Ohioans who want to take up a medical marijuana business encouraged regulators on Monday to issue the few lucrative cultivator licenses to Ohio residents only.

As it stands now, the Ohio Department of Commerce intends to grant up to 12 large grow licenses and 12 small grow licenses statewide,licenses based on standards including a company’s business plan, security measures and industry experience.

Evidence that the company is based in Ohio, owned by Ohioans and intends to hire local workers factor into the review but aren’t required.

Kelly Mottola, who owns Hydro Innovations in Hilliard, said out-of-state companies will want to bring out-of-state workers.

“We’re the ones who fought for this,” Mottola said during a public meeting about the proposed cultivator licensing procedure. “Letting people from outside the state isn’t benefiting Ohio or Ohioans or our unemployment.”

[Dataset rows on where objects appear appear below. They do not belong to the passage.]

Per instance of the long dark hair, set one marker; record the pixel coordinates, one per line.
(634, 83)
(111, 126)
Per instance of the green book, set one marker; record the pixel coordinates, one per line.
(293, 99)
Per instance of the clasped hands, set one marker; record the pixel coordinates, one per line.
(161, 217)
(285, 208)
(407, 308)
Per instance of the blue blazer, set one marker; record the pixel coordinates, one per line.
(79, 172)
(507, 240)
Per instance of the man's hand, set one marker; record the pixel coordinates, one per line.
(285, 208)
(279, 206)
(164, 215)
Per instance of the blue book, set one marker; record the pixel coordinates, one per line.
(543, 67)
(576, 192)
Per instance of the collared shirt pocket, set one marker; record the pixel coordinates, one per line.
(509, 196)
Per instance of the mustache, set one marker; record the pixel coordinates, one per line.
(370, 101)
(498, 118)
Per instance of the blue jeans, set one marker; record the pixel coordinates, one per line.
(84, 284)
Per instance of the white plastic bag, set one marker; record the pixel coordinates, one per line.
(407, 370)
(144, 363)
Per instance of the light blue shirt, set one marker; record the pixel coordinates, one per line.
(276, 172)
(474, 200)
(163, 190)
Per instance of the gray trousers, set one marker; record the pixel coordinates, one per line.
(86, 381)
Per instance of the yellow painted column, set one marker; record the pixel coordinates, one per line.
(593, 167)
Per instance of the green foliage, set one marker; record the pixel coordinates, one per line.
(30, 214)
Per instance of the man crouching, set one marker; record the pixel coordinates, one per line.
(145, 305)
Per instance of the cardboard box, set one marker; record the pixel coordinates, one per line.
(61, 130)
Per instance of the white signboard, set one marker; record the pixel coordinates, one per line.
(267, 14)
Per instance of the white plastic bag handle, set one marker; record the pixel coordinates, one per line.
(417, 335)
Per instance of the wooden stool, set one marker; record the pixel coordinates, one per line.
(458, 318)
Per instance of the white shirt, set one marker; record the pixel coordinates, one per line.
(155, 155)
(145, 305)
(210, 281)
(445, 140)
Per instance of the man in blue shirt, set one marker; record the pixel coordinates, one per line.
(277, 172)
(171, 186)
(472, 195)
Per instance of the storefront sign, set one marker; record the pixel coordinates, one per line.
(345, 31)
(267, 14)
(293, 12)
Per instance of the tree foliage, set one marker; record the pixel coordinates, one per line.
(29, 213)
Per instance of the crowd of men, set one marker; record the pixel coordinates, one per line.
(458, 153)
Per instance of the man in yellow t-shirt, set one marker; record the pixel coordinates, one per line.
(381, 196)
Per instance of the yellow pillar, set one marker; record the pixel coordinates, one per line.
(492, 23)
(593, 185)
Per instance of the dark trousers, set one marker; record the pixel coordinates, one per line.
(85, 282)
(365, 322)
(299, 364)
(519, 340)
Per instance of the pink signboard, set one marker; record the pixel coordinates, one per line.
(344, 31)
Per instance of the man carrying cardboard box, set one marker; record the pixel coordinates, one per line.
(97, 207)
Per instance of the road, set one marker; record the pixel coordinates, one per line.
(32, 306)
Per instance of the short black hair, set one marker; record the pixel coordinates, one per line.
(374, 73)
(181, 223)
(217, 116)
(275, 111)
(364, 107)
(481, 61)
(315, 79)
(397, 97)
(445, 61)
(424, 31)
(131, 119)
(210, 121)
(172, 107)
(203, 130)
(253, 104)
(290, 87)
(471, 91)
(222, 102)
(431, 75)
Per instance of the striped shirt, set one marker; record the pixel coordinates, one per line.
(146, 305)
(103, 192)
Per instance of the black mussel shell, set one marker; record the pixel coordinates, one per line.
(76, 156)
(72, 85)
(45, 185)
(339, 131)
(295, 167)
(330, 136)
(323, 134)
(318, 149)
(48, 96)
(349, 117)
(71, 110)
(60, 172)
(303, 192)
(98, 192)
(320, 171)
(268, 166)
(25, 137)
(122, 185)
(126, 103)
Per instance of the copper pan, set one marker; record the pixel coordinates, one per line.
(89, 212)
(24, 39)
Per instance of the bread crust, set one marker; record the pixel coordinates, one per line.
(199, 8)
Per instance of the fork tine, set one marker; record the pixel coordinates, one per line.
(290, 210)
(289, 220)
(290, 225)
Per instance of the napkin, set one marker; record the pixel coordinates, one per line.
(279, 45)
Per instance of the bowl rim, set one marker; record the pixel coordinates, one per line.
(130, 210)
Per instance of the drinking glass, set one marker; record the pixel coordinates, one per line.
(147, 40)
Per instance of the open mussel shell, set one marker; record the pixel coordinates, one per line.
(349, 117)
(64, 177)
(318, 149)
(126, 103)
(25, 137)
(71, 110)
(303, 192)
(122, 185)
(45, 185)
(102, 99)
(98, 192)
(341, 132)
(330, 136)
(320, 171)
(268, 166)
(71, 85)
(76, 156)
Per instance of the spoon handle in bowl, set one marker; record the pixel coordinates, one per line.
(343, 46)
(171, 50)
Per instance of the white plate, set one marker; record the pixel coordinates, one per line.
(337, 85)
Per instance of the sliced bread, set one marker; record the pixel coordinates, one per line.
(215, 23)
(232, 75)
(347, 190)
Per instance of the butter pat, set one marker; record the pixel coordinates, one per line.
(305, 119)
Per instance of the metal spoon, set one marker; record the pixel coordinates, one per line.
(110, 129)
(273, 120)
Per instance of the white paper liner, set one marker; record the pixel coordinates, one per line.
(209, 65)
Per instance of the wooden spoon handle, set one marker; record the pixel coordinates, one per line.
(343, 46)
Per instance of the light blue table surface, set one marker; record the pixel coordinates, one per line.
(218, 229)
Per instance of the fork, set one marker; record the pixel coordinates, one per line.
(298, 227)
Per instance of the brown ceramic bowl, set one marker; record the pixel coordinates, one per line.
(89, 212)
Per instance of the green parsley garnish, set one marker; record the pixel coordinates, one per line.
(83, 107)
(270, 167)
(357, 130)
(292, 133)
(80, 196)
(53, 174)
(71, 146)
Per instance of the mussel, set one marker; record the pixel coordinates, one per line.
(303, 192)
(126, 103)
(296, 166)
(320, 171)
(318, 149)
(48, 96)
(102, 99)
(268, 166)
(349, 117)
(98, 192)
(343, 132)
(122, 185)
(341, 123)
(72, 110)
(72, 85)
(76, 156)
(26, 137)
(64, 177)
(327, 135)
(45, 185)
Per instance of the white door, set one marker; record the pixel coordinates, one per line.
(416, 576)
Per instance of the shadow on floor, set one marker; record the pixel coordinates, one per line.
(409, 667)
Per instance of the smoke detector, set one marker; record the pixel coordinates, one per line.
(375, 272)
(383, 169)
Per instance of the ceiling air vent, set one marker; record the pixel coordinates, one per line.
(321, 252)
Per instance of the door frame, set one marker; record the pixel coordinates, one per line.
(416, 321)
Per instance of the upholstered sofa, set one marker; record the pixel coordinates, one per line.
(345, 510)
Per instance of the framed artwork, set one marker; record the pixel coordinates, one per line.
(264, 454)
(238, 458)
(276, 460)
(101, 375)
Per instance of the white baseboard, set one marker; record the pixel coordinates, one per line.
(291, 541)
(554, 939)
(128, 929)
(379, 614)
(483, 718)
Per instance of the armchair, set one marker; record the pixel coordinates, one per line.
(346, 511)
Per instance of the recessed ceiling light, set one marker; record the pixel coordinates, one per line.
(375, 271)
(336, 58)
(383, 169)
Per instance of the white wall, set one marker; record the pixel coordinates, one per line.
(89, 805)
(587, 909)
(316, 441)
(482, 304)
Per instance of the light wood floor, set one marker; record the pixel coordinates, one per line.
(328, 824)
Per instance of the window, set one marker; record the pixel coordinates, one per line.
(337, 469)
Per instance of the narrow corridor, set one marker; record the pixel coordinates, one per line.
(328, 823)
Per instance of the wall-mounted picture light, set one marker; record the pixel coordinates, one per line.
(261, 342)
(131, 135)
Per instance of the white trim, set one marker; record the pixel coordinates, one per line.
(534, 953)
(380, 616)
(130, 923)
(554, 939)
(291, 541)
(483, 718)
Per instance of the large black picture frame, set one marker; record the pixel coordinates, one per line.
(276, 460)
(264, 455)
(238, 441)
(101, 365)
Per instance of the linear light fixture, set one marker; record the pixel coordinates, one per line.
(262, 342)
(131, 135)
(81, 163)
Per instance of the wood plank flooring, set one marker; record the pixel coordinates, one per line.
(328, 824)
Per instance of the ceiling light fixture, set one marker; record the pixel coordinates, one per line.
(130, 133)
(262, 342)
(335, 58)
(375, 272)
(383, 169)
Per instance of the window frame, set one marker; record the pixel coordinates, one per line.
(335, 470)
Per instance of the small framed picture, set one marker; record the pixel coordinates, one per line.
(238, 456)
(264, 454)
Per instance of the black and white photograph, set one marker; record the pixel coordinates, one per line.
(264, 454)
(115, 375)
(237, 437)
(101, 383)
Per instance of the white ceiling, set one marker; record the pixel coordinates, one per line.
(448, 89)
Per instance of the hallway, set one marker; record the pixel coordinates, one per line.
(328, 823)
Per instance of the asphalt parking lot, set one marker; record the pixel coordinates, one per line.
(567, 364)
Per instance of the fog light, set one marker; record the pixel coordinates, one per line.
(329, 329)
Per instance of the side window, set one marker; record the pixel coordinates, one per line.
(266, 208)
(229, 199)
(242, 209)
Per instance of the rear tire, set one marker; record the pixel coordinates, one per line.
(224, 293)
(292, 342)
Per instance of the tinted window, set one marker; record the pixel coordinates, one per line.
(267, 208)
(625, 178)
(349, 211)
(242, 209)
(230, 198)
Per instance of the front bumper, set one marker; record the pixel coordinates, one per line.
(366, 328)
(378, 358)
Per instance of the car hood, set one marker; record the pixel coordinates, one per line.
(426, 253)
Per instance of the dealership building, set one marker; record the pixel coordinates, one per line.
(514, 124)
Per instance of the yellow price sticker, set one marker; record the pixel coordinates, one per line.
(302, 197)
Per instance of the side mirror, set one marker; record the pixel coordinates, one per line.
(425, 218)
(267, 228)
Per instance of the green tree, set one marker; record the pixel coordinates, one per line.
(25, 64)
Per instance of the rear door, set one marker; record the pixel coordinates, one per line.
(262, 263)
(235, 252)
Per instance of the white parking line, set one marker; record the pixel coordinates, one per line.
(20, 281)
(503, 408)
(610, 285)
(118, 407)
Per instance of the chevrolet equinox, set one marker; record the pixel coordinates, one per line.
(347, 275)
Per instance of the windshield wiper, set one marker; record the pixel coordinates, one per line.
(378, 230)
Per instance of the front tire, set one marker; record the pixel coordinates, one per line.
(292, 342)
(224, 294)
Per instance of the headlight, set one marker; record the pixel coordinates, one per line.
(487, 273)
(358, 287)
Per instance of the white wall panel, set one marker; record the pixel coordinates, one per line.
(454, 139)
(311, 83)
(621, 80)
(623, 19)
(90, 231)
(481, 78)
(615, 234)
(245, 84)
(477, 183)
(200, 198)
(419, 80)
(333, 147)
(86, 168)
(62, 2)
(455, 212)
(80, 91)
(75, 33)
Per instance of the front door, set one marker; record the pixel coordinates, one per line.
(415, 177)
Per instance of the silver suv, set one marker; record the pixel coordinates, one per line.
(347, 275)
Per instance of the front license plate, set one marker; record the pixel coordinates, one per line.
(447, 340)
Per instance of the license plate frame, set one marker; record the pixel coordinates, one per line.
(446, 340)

Several individuals spoke in favor of a residency requirement during the last public comment period on the cultivator rules. Others criticized the high cultivator fees, which would be more expensive than programs in all but two medical marijuana states, as well as the requirement that local officials approve of a business plan to locate there.

A panel of state lawmakers will meet in a couple of weeks to review the rules, which should be finalized by May 6.

Residency requirements

Residency requirements have been part of numerous other states’ recreational and medical marijuana programs. For instance, Colorado required licensees live in the state at least two years prior to submitting an application for a license. Lawmakers there lately reduced the requirement to a year and allowed greater out-of-state investment.

Ohio has no such requirement for cultivators, processors or dispensary owners, but testing laboratories are restricted to Ohio colleges and universities for the first year of the program.

The case for out-of-state investment

Most of the plans for dispensaries and cultivation centers bubbling up across the state come from Ohioans partnering with out-of-state companies and consultants. The Ohioans have links with local officials and in-state investors; the out-of-state companies bring much-needed knowledge and capital of the best way to complete legal- intensive license applications and run a successful marijuana business.

Cultivator requirements have been changing

Ohio’s medical marijuana law allows individuals with one of 21 medical conditions to purchase and use marijuana if recommended by a doctor. Most of the facts of the program, such as who will grow and sell marijuana and how much patients can purchase, were left to three state agencies.

Rules were developed by the Department of Commerce for cultivators, which have been revised after two public comment periods.